A lot of vegans have begun using jackfruit to make BBQ “pulled pork”. I’ve never had real pulled pork, but from what I hear, the recipe has fooled many meat eaters. I like making it in the summer, as it has quite a rich flavour, and tastes nice with a homemade potato salad.
I decided to try and use jackfruit with other sauces too. I had some cans lying around in the back of the cupboard, and a packet of sticky rice, and did some experimenting with teriyaki-style flavours. I was pleased with the results, and will definitely try it again. I even took some to work with me the next day for lunch.
Because this teriyaki sauce is thinner than your average BBQ sauce, it really soaks into the jackfruit, which might make it seem slightly dry. The way to tackle this is to save some of the teriyaki in another dish and pour it over the jackfruit before serving. Alternatively, use one teaspoon of corn flour mixed with one cup of cold water and add to the sauce to thicken. It’s my first recipe of this dish, so I’m sure I’ll be doing it many more times, tweaking bits here and there. I would also like to try it with agave syrup, or something thicker than maple. I’ve heard rice syrup is great with oriental-style dishes. Might give that a go.

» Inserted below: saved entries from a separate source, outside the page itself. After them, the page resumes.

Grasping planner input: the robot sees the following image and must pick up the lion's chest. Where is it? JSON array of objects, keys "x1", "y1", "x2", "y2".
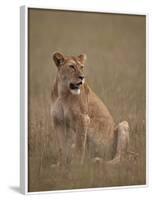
[{"x1": 51, "y1": 98, "x2": 87, "y2": 128}]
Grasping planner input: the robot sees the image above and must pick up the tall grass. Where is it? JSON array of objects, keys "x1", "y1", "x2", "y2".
[{"x1": 28, "y1": 9, "x2": 146, "y2": 191}]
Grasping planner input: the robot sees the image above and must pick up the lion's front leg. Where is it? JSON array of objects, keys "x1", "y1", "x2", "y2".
[
  {"x1": 76, "y1": 114, "x2": 90, "y2": 164},
  {"x1": 112, "y1": 121, "x2": 129, "y2": 163}
]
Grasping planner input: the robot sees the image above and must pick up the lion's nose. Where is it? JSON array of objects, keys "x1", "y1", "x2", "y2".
[{"x1": 79, "y1": 75, "x2": 84, "y2": 80}]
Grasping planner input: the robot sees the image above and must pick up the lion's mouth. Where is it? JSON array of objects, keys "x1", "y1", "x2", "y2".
[{"x1": 70, "y1": 81, "x2": 82, "y2": 90}]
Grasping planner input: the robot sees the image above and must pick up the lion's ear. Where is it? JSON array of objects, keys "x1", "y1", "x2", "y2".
[
  {"x1": 53, "y1": 52, "x2": 65, "y2": 68},
  {"x1": 78, "y1": 54, "x2": 87, "y2": 64}
]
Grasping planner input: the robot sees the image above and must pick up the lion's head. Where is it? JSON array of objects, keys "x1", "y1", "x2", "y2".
[{"x1": 53, "y1": 52, "x2": 86, "y2": 95}]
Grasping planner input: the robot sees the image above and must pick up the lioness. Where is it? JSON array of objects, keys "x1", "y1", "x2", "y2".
[{"x1": 51, "y1": 52, "x2": 129, "y2": 163}]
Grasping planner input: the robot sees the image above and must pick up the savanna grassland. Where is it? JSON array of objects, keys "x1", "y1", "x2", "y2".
[{"x1": 28, "y1": 9, "x2": 146, "y2": 191}]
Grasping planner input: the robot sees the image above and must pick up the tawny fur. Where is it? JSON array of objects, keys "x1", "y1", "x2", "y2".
[{"x1": 51, "y1": 52, "x2": 129, "y2": 163}]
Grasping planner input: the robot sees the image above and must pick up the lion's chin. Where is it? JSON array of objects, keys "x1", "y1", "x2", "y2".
[{"x1": 70, "y1": 88, "x2": 80, "y2": 95}]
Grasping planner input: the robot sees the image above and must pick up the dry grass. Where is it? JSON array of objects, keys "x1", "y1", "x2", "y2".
[{"x1": 29, "y1": 10, "x2": 146, "y2": 191}]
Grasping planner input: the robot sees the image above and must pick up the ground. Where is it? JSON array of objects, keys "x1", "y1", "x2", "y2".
[{"x1": 28, "y1": 9, "x2": 146, "y2": 191}]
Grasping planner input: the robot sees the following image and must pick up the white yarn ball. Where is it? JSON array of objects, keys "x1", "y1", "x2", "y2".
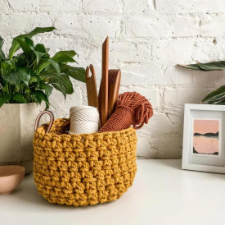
[{"x1": 69, "y1": 106, "x2": 99, "y2": 134}]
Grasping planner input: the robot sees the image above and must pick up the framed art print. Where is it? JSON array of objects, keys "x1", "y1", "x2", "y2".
[{"x1": 182, "y1": 104, "x2": 225, "y2": 173}]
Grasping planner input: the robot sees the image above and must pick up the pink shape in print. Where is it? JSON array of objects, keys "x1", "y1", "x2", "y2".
[{"x1": 193, "y1": 120, "x2": 219, "y2": 154}]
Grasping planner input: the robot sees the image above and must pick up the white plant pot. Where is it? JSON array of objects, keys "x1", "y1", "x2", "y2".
[{"x1": 0, "y1": 103, "x2": 43, "y2": 175}]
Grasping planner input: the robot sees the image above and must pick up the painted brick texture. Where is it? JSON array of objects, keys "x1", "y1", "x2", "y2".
[{"x1": 0, "y1": 0, "x2": 225, "y2": 158}]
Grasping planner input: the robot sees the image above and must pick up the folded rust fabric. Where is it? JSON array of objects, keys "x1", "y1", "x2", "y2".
[{"x1": 99, "y1": 92, "x2": 153, "y2": 132}]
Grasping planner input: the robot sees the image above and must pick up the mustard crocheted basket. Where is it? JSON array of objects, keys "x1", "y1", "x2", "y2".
[{"x1": 34, "y1": 119, "x2": 137, "y2": 206}]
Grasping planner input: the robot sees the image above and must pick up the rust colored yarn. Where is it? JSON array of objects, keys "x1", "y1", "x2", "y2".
[{"x1": 99, "y1": 92, "x2": 153, "y2": 132}]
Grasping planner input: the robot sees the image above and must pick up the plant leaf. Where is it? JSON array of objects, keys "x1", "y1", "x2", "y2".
[
  {"x1": 40, "y1": 82, "x2": 53, "y2": 97},
  {"x1": 0, "y1": 94, "x2": 10, "y2": 107},
  {"x1": 15, "y1": 38, "x2": 33, "y2": 56},
  {"x1": 34, "y1": 44, "x2": 48, "y2": 53},
  {"x1": 38, "y1": 59, "x2": 61, "y2": 74},
  {"x1": 0, "y1": 36, "x2": 5, "y2": 62},
  {"x1": 2, "y1": 71, "x2": 21, "y2": 87},
  {"x1": 31, "y1": 91, "x2": 49, "y2": 110},
  {"x1": 18, "y1": 68, "x2": 30, "y2": 87},
  {"x1": 9, "y1": 27, "x2": 55, "y2": 59},
  {"x1": 13, "y1": 93, "x2": 27, "y2": 103}
]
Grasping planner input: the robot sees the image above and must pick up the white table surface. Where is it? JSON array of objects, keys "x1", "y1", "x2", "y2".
[{"x1": 0, "y1": 160, "x2": 225, "y2": 225}]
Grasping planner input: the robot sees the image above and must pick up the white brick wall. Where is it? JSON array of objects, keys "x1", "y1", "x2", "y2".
[{"x1": 0, "y1": 0, "x2": 225, "y2": 158}]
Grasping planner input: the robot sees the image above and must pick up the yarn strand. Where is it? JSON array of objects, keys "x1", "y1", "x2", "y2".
[{"x1": 99, "y1": 92, "x2": 153, "y2": 132}]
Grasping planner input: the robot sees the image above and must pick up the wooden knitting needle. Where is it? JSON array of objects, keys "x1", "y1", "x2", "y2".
[{"x1": 85, "y1": 64, "x2": 98, "y2": 108}]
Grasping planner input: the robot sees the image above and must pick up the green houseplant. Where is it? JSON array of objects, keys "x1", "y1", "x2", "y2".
[
  {"x1": 0, "y1": 27, "x2": 85, "y2": 174},
  {"x1": 178, "y1": 61, "x2": 225, "y2": 105}
]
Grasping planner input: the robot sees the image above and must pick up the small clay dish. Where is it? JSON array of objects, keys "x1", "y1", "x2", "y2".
[{"x1": 0, "y1": 165, "x2": 25, "y2": 195}]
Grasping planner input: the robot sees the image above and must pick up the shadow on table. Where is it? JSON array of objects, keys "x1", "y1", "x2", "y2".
[{"x1": 12, "y1": 175, "x2": 113, "y2": 210}]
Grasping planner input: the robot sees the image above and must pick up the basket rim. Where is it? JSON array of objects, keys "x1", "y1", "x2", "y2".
[{"x1": 35, "y1": 118, "x2": 135, "y2": 137}]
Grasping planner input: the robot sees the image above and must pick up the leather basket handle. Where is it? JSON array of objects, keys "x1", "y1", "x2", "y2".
[{"x1": 34, "y1": 111, "x2": 54, "y2": 133}]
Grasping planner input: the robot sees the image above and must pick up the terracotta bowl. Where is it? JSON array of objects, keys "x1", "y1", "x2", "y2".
[{"x1": 0, "y1": 165, "x2": 25, "y2": 194}]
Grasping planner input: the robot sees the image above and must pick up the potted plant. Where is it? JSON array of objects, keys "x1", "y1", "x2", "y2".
[
  {"x1": 0, "y1": 27, "x2": 85, "y2": 174},
  {"x1": 178, "y1": 61, "x2": 225, "y2": 105}
]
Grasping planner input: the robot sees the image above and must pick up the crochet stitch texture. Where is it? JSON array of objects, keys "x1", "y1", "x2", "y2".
[{"x1": 34, "y1": 119, "x2": 137, "y2": 206}]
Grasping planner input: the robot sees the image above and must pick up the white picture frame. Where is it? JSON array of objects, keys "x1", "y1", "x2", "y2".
[{"x1": 182, "y1": 104, "x2": 225, "y2": 173}]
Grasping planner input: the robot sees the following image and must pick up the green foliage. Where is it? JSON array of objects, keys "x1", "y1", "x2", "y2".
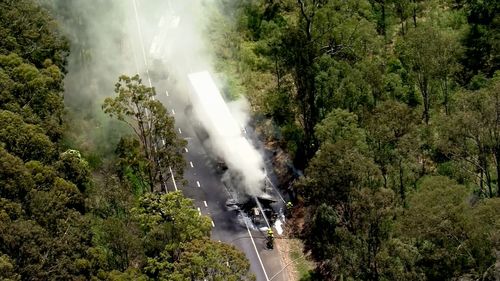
[
  {"x1": 210, "y1": 0, "x2": 500, "y2": 280},
  {"x1": 149, "y1": 238, "x2": 255, "y2": 281},
  {"x1": 102, "y1": 75, "x2": 186, "y2": 191},
  {"x1": 400, "y1": 177, "x2": 499, "y2": 280}
]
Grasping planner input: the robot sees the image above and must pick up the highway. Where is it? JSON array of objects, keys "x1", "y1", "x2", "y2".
[
  {"x1": 131, "y1": 0, "x2": 288, "y2": 281},
  {"x1": 158, "y1": 79, "x2": 287, "y2": 281}
]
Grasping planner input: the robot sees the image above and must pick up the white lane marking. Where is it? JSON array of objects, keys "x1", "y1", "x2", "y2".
[
  {"x1": 266, "y1": 175, "x2": 286, "y2": 203},
  {"x1": 133, "y1": 0, "x2": 148, "y2": 68},
  {"x1": 223, "y1": 174, "x2": 270, "y2": 281},
  {"x1": 244, "y1": 221, "x2": 269, "y2": 281},
  {"x1": 168, "y1": 166, "x2": 177, "y2": 191}
]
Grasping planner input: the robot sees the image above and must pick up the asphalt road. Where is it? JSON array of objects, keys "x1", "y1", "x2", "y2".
[
  {"x1": 153, "y1": 82, "x2": 288, "y2": 281},
  {"x1": 132, "y1": 0, "x2": 288, "y2": 281}
]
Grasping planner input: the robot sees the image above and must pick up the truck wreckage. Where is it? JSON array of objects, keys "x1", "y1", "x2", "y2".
[{"x1": 185, "y1": 71, "x2": 280, "y2": 228}]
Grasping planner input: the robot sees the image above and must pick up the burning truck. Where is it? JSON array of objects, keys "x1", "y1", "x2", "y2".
[{"x1": 186, "y1": 71, "x2": 279, "y2": 227}]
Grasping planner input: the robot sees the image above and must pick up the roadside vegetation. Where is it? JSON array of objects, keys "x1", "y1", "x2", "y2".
[
  {"x1": 0, "y1": 0, "x2": 254, "y2": 280},
  {"x1": 211, "y1": 0, "x2": 500, "y2": 280}
]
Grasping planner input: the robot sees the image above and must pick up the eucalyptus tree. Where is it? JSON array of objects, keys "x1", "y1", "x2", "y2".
[{"x1": 102, "y1": 75, "x2": 185, "y2": 191}]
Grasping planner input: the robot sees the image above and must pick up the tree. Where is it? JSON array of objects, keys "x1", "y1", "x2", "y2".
[
  {"x1": 440, "y1": 75, "x2": 500, "y2": 197},
  {"x1": 400, "y1": 177, "x2": 499, "y2": 280},
  {"x1": 397, "y1": 23, "x2": 459, "y2": 124},
  {"x1": 461, "y1": 0, "x2": 500, "y2": 84},
  {"x1": 365, "y1": 100, "x2": 419, "y2": 201},
  {"x1": 148, "y1": 238, "x2": 255, "y2": 281},
  {"x1": 102, "y1": 75, "x2": 186, "y2": 191},
  {"x1": 132, "y1": 192, "x2": 212, "y2": 257}
]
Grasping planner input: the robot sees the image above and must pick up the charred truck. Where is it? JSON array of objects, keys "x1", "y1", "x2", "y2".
[{"x1": 186, "y1": 71, "x2": 278, "y2": 227}]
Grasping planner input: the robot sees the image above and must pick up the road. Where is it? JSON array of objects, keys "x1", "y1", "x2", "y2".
[
  {"x1": 158, "y1": 80, "x2": 287, "y2": 281},
  {"x1": 132, "y1": 0, "x2": 288, "y2": 281}
]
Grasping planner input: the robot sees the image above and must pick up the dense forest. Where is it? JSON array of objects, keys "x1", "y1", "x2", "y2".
[
  {"x1": 0, "y1": 0, "x2": 253, "y2": 280},
  {"x1": 207, "y1": 0, "x2": 500, "y2": 280},
  {"x1": 0, "y1": 0, "x2": 500, "y2": 281}
]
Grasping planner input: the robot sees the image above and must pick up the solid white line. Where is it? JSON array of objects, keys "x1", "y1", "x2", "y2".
[
  {"x1": 219, "y1": 177, "x2": 269, "y2": 281},
  {"x1": 245, "y1": 221, "x2": 269, "y2": 281},
  {"x1": 168, "y1": 166, "x2": 177, "y2": 191},
  {"x1": 266, "y1": 176, "x2": 286, "y2": 203}
]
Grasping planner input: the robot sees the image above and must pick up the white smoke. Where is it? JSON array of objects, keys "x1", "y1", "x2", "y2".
[{"x1": 43, "y1": 0, "x2": 265, "y2": 195}]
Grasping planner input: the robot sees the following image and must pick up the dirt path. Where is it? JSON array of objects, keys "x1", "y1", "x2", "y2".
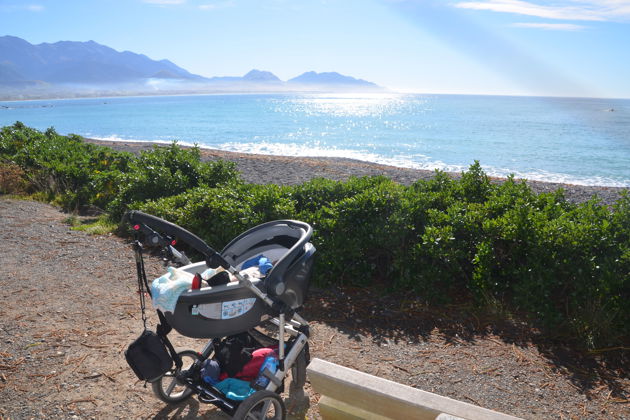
[{"x1": 0, "y1": 197, "x2": 630, "y2": 419}]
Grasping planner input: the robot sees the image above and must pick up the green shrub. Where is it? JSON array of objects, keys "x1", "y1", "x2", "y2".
[
  {"x1": 0, "y1": 122, "x2": 630, "y2": 348},
  {"x1": 107, "y1": 143, "x2": 239, "y2": 220},
  {"x1": 0, "y1": 122, "x2": 132, "y2": 210},
  {"x1": 134, "y1": 184, "x2": 295, "y2": 249}
]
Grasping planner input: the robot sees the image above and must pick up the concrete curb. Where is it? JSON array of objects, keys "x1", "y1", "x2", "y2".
[{"x1": 306, "y1": 359, "x2": 518, "y2": 420}]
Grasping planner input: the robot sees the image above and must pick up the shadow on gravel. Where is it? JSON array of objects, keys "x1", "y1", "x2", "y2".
[
  {"x1": 304, "y1": 288, "x2": 630, "y2": 400},
  {"x1": 152, "y1": 398, "x2": 230, "y2": 420}
]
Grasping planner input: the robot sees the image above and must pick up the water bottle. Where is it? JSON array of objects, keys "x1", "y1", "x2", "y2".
[{"x1": 252, "y1": 356, "x2": 278, "y2": 389}]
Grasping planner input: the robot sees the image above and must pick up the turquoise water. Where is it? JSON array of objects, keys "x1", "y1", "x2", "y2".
[{"x1": 0, "y1": 94, "x2": 630, "y2": 187}]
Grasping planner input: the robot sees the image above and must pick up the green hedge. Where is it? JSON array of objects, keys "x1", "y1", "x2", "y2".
[{"x1": 0, "y1": 123, "x2": 630, "y2": 348}]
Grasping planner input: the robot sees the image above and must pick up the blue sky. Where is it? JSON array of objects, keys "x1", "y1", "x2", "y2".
[{"x1": 0, "y1": 0, "x2": 630, "y2": 98}]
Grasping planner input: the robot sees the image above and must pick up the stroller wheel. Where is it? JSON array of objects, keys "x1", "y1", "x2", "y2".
[
  {"x1": 232, "y1": 390, "x2": 286, "y2": 420},
  {"x1": 151, "y1": 350, "x2": 199, "y2": 404}
]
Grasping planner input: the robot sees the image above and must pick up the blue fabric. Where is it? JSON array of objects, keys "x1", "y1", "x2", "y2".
[
  {"x1": 241, "y1": 254, "x2": 273, "y2": 276},
  {"x1": 214, "y1": 378, "x2": 256, "y2": 401},
  {"x1": 201, "y1": 359, "x2": 221, "y2": 385}
]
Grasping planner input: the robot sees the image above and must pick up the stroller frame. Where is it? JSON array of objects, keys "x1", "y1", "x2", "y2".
[{"x1": 125, "y1": 211, "x2": 315, "y2": 419}]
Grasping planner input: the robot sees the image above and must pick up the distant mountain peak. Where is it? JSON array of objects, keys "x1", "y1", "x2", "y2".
[
  {"x1": 288, "y1": 71, "x2": 377, "y2": 87},
  {"x1": 243, "y1": 69, "x2": 281, "y2": 82},
  {"x1": 0, "y1": 36, "x2": 203, "y2": 84}
]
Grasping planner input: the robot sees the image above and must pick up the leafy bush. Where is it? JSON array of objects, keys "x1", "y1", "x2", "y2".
[
  {"x1": 0, "y1": 122, "x2": 132, "y2": 210},
  {"x1": 107, "y1": 143, "x2": 239, "y2": 219},
  {"x1": 0, "y1": 122, "x2": 630, "y2": 348},
  {"x1": 134, "y1": 184, "x2": 295, "y2": 249}
]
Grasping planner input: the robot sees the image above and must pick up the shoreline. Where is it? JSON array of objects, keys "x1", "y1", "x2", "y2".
[{"x1": 83, "y1": 137, "x2": 629, "y2": 205}]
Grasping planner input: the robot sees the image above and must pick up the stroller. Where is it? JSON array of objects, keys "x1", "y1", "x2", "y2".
[{"x1": 125, "y1": 211, "x2": 315, "y2": 419}]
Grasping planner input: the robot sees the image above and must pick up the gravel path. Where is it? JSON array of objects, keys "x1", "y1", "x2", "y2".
[{"x1": 0, "y1": 197, "x2": 630, "y2": 419}]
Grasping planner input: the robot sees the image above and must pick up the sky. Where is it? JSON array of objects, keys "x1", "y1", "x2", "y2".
[{"x1": 0, "y1": 0, "x2": 630, "y2": 98}]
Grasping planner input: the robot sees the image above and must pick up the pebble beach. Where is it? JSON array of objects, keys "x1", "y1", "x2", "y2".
[{"x1": 85, "y1": 138, "x2": 628, "y2": 205}]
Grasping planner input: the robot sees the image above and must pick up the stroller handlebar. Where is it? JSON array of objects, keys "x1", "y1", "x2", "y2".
[{"x1": 123, "y1": 210, "x2": 230, "y2": 269}]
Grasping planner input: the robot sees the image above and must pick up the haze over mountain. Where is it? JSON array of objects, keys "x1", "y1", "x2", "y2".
[{"x1": 0, "y1": 36, "x2": 382, "y2": 99}]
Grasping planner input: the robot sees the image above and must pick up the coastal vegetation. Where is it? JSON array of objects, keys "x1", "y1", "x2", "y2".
[{"x1": 0, "y1": 122, "x2": 630, "y2": 349}]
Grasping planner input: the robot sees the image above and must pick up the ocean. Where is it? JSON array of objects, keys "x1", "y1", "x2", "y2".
[{"x1": 0, "y1": 94, "x2": 630, "y2": 187}]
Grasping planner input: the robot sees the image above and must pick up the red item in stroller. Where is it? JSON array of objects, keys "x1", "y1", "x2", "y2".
[{"x1": 126, "y1": 211, "x2": 315, "y2": 419}]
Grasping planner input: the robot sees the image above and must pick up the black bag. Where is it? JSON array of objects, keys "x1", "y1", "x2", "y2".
[{"x1": 125, "y1": 330, "x2": 173, "y2": 382}]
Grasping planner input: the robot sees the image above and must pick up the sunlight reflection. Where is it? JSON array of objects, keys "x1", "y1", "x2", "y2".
[{"x1": 280, "y1": 93, "x2": 414, "y2": 117}]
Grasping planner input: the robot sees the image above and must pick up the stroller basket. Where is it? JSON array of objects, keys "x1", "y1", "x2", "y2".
[{"x1": 129, "y1": 212, "x2": 315, "y2": 338}]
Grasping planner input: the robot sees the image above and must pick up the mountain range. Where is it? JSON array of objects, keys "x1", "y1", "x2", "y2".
[{"x1": 0, "y1": 36, "x2": 382, "y2": 97}]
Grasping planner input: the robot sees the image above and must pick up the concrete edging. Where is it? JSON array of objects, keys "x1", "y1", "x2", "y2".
[{"x1": 306, "y1": 359, "x2": 518, "y2": 420}]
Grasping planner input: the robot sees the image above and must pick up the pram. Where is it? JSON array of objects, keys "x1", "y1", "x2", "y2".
[{"x1": 125, "y1": 211, "x2": 315, "y2": 419}]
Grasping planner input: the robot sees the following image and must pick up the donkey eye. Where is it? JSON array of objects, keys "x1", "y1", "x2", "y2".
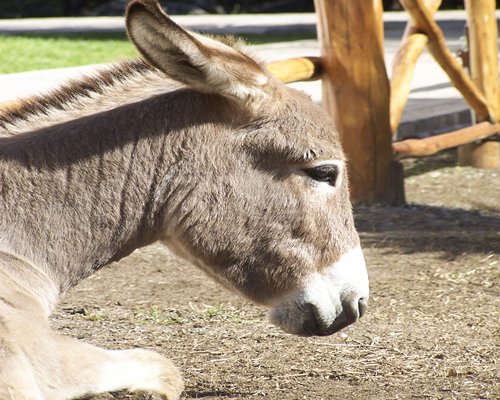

Teriyaki Jackfruit Recipe (Serves 4)
Prep time: 10 mins
Cooking time: 50 mins
2 cans green jackfruit
1/4 cup sugar
1/2 cup maple syrup
1/4 cup soy sauce
3 tablespoons sesame seed oil
1 teaspoon garlic paste
1 tablespoon cayenne pepper
Sesame seeds (a handful)
- Drain the jackfruit. Place in a bowl and marinate with the sugar, cayenne pepper and garlic paste for about 10 mins
- Heat the sesame oil in a pan on medium-high heat
- Place the jackfruit flat in the pan. Fry one side until it’s very brown and then turn over (altogether about 20 mins)
- Add the maple syrup, soy sauce, and butter and leave to simmer for approximately 20 mins
- Use two forks to gently pull apart the jackfruit. It should be soft and come apart quite easily from its usual triangle shape, into something that looks like the pictures above.
- Remove from the pan and serve immediately with your favourite side. I chose white sticky rice. Sprinkle with sesame seeds for that special flavour and crunch.